NSW fails on pest control: Time to let hunters help
Posted on 23 December 2011 by Content Manager
State of the Environment reports show how pest control is failing and why it needs the aid of hunters, yet the Shooters and Fishers Party is still fighting against blinkered politics that will not consider a cost-efficient and effective contribution to the problem.
NSW needs more resources to tackle a growing problem, yet this state’s government is ignoring the tested and proven role Conservation Hunters can play. They have played it successfully since 2006 in our State Forests.
Pest control in every state of Australia is not working, according to the 2011 Australian SOE report, which says “every recent state and territory report has ... recognised that measures taken in the previous reporting period have not achieved their objectives of slowing or reversing drivers of biodiversity decline.”
It also says, “invasive species form the second most pervasive threat to native vegetation, affecting 90% of all classes, an increase from 75% in 2006.”
Let’s look at how NSW is faring now. The 2009 NSW SOE report tells us:
- - 2.3 million hectares of National Park land is affected by pests
- - The intensive control of invasive species that is necessary to improve the condition of flora and fauna is largely limited to some conservation reserves (only some!)
- - The main vertebrate pests found in NSW are now widespread across the state; no part of NSW is unaffected by the main pest animal species
- - And this crucial point: “It is clear … that the scale of the task of controlling the impacts of widespread invasive species vastly exceeds the resources available”
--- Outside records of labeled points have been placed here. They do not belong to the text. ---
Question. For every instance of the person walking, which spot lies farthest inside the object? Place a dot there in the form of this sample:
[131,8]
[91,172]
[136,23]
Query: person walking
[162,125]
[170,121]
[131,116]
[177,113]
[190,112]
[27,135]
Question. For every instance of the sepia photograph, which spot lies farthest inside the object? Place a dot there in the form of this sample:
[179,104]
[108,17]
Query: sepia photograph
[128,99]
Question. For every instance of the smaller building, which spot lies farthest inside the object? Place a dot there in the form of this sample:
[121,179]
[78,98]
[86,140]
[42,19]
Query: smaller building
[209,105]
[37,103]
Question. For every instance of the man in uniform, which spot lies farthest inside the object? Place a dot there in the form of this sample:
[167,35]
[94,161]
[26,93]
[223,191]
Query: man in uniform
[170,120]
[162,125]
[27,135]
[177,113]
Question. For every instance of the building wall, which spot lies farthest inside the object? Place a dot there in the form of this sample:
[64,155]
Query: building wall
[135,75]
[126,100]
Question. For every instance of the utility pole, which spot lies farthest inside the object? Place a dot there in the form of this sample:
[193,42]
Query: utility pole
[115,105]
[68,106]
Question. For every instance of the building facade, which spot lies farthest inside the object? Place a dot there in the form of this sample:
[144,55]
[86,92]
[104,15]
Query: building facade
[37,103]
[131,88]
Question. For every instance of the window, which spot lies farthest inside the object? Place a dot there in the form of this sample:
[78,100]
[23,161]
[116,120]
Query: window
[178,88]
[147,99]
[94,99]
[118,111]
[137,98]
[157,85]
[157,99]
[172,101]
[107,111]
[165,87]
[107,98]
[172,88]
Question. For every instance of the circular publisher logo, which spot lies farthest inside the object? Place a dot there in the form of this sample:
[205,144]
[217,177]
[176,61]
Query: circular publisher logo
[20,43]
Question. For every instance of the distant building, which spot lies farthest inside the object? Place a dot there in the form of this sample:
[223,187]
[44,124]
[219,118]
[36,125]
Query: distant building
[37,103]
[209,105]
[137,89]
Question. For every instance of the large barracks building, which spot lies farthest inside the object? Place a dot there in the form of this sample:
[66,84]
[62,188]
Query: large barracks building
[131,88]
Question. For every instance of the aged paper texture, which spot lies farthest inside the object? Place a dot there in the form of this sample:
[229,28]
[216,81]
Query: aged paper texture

The SOE reports provide damning evidence of neglect and inefficiency by the NSW Government in controlling feral pests in National Parks.
Meanwhile, Conservation Hunters have removed an estimated 660,000 feral and game animals from State Forests and private land in NSW since 2006.
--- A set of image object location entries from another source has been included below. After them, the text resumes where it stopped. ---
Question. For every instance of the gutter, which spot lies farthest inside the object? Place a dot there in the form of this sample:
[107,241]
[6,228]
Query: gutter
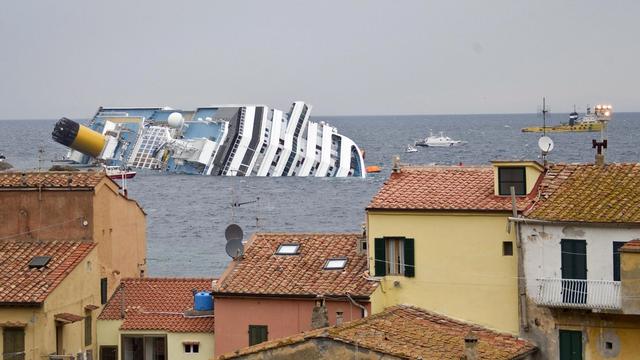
[285,296]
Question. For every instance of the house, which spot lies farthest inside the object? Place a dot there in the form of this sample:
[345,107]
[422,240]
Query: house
[399,332]
[154,318]
[438,239]
[580,301]
[49,294]
[82,206]
[283,280]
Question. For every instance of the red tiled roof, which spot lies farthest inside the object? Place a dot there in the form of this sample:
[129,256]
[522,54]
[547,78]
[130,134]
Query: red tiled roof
[260,271]
[589,193]
[443,188]
[409,333]
[51,179]
[631,246]
[21,284]
[158,304]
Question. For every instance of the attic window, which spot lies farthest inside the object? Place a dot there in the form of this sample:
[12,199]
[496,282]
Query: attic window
[335,264]
[512,176]
[38,262]
[288,249]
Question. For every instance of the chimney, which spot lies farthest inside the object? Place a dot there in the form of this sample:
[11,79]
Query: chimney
[319,315]
[470,343]
[600,146]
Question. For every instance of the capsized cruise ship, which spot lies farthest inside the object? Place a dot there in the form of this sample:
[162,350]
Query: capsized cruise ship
[233,140]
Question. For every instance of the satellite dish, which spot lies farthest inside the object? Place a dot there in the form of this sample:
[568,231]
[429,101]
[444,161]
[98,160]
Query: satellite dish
[234,248]
[545,144]
[175,120]
[233,232]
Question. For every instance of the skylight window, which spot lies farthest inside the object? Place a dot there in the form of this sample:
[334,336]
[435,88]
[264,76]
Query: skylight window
[38,262]
[335,264]
[288,249]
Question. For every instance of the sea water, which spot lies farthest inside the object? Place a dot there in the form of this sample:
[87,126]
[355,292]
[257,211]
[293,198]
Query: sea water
[187,215]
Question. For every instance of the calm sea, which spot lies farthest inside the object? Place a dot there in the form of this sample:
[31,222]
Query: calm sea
[187,215]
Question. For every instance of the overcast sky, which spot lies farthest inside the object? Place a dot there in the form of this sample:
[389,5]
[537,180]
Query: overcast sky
[66,58]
Conservation Hunters have brought direct and indirect benefits of over $50 million to the state.
Conservation Hunters do all this at their own expense, providing a free service to the taxpayers and environment of NSW.
The NSW Government must let licensed Conservation Hunters operate in National Parks and consider hunting as an integral part of the Regional Pest Management Strategies currently being examined by the National Parks and Wildlife Service.